That Crazy Rabbit
One of the things I couldn't wait to do once I got here was plant a vegetable garden. Well, things have been a little crazy since Dale joined me last October. This rocky terrain is not good for gardens of any kind and most gardens have to be built up and we coulnd't find anything that compares with rich Kansas top soil. Besides, I wanted to make sure I kept the rabbits, armadillos, deer and anything else that wanted to eat the fruits of my labor - away. I just decided to plant a container garden. I did some online research and everything I wanted this year - tomatoes, radishes, green onion and cucumber could be done in a container garden. All my seeds did well, but for the tomatoes and I ended up buying some plants. Since their planting, they've done very well - my husband thinks the tomatoes are growing by the day.
And then comes Mr. or Mrs. Rabbit. Hop, hop, hop up onto the deck - even with the threat of the dogs. Me and the dogs heard him twice and my husband caught him once. We've since taken to blocking the deck off with a pet gate, but I need more of a guarantee that I won't wake up one morning to a munched-out disaster. I mean, I told my husband not to spray the clover near the house with weed killer, for heaven's sake. Why can't the rabbit be happy with that!?
Back in the burbs, I used an environmentally safe product called "Deer Off," a mixture of hot red pepper, to keep the squirrels from my flowers. But not knowing how that might affect the taste of veggies, I think I'll see if something I heard about human hair might work:
Take some hair clippings and put them into a mesh or net cloth material, and tie it to the garden fence surrounding the veggies. Word is that the human scent repels wild animals.
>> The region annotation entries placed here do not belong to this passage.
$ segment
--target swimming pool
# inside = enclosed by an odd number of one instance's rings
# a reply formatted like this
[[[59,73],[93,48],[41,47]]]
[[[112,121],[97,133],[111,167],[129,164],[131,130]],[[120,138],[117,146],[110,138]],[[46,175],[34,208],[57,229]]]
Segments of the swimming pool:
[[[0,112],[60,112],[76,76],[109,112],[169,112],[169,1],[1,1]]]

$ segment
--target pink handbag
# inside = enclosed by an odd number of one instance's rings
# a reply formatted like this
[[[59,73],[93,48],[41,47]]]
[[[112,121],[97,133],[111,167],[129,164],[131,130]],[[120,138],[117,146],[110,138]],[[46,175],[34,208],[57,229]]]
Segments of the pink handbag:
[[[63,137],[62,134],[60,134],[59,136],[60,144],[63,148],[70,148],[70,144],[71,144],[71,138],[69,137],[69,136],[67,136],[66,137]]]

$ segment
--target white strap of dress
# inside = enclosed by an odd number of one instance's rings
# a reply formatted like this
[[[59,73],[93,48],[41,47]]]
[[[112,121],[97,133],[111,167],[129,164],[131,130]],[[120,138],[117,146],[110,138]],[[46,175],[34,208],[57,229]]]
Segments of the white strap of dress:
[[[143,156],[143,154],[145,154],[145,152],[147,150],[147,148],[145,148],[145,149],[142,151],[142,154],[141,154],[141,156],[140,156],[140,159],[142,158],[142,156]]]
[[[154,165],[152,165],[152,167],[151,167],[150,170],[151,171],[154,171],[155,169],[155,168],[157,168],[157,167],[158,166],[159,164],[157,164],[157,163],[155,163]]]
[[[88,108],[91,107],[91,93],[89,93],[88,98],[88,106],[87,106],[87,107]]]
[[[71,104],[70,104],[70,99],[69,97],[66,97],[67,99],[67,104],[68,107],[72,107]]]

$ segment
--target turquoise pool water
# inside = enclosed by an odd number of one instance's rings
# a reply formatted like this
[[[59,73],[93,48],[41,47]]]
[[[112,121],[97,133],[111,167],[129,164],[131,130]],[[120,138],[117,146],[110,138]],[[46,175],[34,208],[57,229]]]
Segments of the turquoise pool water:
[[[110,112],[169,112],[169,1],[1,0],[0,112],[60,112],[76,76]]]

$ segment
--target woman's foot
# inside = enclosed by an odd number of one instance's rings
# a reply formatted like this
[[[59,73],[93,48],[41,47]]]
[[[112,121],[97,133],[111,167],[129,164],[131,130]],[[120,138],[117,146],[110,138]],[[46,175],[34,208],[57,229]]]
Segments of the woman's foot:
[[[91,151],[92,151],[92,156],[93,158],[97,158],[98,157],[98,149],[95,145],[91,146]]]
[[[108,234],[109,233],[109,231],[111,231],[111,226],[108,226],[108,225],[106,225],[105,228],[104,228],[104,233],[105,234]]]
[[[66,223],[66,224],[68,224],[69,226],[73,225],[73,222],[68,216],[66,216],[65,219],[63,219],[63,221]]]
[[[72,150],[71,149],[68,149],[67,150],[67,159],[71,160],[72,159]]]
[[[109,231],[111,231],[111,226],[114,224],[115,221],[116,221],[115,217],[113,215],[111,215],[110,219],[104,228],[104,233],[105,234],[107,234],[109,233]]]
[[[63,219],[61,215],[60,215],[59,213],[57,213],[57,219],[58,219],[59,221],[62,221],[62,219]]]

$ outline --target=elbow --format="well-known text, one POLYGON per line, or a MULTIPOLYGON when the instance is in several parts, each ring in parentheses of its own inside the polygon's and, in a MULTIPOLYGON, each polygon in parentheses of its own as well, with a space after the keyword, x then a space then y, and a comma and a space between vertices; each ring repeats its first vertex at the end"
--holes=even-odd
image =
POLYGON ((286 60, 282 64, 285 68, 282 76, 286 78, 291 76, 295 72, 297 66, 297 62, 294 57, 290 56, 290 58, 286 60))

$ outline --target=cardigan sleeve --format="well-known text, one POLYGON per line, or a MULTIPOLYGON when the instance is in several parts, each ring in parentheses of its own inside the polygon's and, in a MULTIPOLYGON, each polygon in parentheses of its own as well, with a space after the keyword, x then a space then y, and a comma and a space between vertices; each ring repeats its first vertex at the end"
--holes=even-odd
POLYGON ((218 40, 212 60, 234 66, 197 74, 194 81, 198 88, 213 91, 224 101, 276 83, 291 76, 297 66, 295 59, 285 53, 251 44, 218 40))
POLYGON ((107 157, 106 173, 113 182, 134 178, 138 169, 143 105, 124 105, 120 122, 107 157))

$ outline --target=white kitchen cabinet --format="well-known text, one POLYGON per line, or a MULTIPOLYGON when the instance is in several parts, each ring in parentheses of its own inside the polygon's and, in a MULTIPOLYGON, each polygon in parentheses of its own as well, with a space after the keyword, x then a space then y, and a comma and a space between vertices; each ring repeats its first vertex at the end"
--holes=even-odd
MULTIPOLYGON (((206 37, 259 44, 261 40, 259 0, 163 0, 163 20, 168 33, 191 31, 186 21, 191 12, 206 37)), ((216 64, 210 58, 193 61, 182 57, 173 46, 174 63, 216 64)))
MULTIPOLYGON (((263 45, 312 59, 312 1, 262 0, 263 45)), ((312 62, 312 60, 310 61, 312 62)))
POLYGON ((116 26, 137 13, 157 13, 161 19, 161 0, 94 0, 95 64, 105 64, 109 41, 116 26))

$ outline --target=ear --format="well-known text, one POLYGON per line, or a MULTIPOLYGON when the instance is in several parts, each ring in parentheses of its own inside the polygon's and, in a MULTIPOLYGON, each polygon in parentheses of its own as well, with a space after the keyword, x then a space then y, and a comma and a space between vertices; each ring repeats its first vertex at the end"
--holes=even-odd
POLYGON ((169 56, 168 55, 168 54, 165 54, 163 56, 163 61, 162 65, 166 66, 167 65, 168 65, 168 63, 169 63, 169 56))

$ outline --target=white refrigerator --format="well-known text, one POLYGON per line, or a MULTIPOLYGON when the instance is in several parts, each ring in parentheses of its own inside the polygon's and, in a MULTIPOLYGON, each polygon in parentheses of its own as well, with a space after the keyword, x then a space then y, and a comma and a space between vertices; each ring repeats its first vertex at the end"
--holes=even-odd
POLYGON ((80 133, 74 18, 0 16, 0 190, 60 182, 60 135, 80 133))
I'll give it a shot - it's better than shooting the rabbit.
1 Comments:
Try coffee grounds. If you don't drink coffee, ask for the grounds at a coffee shop in town. I discovered this accidentally through my composter. I had noticed that the squirrels loved to eat whatever cantaloupe was left on the rinds when I added them to the composter. One day I had dumped coffee grounds in with the rinds and the squirrels wouldn't touch them. So, when I planted tulip bulbs that fall I put a tablespoon of coffee grounds on top of every bulb before I buried it. Squirrels love tulip bulbs, but mine still bloom every spring and have for the past eight years. Now I put coffee grounds on anything I plant. It disguises the fragrance of what varmints perceive as buried food and adds nitrogen to the soil. when I got coffee ground from our neighborhood Italian deli the proprietor said that his Italian grandmother always dumped the coffee grounds into her garden.